新帝即位,更年號延狩,寓承帝祖豐功,綿延福祉,再造大業之意。
延狩帝登基之始大赦天下,擢功臣,立良將,重整朝堂內外。然朝中官員經手足奪嫡之亂已失半壁,諸多職銜空落,無才人可擔重任。
延狩帝任人唯賢,不啟庸碌,寧使官位閑置。此外御筆親批,大改科舉制度,于殿試前再增一試,即過會試者需面圣二度,一考經義,二考策問,錄取不僅限三甲,取中所予官職亦不完全遵循舊制。
是可謂古有因地制宜,今有因人制宜。
延狩帝此番改制震動民間更觸動朝野,各地學子覺天時地利,莫不珍惜光陰,滿朝文武則私下暗嘆其革故鼎新實屬大膽,甚有年邁老官歷經兩朝,回首當年宏宣帝初為人君,似都比不得新帝這般不拘一格。
尚不知如此是利是弊,而天子氣魄確已于此間將諸臣壓得服服帖帖了。
寒冬臘月,宮人裹著厚領夾絨的短襖,沿廊挑桿結上一盞盞紅燈籠,迎來了延狩一年的新春佳節。
平懷瑱自和壽宮行出,不巧撞著一位懷抱燈籠碎步小跑的宮人,驚得宮人一聲低呼,燈籠也忘記捧穩,由著它紅彤彤地滾遠,伏身跪拜告饒:“奴才該死,沖撞了圣駕,請皇上恕罪,請皇上恕罪……”
“起罷,”平懷瑱未垂首望他,凝耳聽了聽身后殿里的動靜,覺太上皇未受干擾才開口免他過失道,“太上皇尊體抱恙,在這和壽殿前切莫冒冒失失。”
“是,奴才謹記。”
燈籠滾落階下,平懷瑱目不斜視地行過那火似的一團,無意低語:“近年關了。”
雖是自語,跟在身后的蔣常卻答了話:“是,再不過半旬便是年三十了。”說著想起片刻前太上皇與皇上的交談,意指平懷瑱孝期將過,怕是開了春便該大婚立后,選秀入宮。

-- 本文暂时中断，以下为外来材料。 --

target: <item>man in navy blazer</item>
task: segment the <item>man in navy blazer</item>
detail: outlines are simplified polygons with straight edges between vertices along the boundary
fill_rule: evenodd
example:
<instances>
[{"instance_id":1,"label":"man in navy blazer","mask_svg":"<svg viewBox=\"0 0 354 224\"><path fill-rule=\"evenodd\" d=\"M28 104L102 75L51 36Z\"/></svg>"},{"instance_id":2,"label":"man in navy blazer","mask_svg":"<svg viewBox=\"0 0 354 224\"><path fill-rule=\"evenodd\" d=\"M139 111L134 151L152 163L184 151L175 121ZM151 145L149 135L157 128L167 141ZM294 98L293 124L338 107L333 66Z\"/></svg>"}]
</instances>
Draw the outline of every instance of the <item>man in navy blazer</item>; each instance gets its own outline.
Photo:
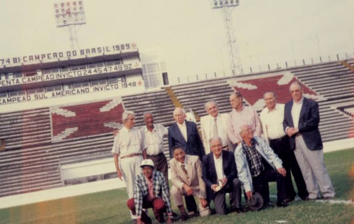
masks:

蔣常沒敢多嘴此事,瞧了平懷瑱三十來年,一眼能瞧出他何時愉悅何時不快,知他此刻心中已是陰云密布,便只在那半句應和后悶著聲同他行走,伴他不知行往哪兒去。
宮里已有許久不見李清玨身影。
當日平懷瑱封官任賢,見工部之位有缺,擅封李清玨為工部侍郎,是日起,李清玨便未入宮。朝中除寥寥知情者幾人,皆不識“李清玨”三字,隱約探得他出身元將營中,又因他久不參朝,實在過于囂張,難免暗中計較,揣測其為元家近戚。
李清玨耳不聞心不煩,宿在京外侄兒家中,任憑流言蜚語日益夸大。平懷瑱惱了數日,總算忙過一晌,騰出余裕出宮尋他。
蔣常隨皇上出宮,雖說不可大張旗鼓,卻少了從前那份小心翼翼,再不必提防著何處暗布人眼,坦坦蕩蕩驅馬引車,往京郊李家農院駛去。
院里榆樹光禿禿落盡了葉,愈顯冬寒,李清玨拾凳坐在檐下,仰頭望著枝干走神,隨著漸近的馬蹄與車轍聲響轉過眼來,那一時莫名生出幾分心不在焉,看平懷瑱自車中行出,似與從前相同,又似分外不同。
不及起身,室內侄兒已聽著聲響出來,十六少年至今仍不知平懷瑱身份,眉開眼笑喚著“瑯叔”迎來。
“許久不見瑯叔了。”
“近來事忙,”平懷瑱同他笑作解釋,見少年比從前更加挺拔俊朗,欣慰又道,“瑞寧長高了些。”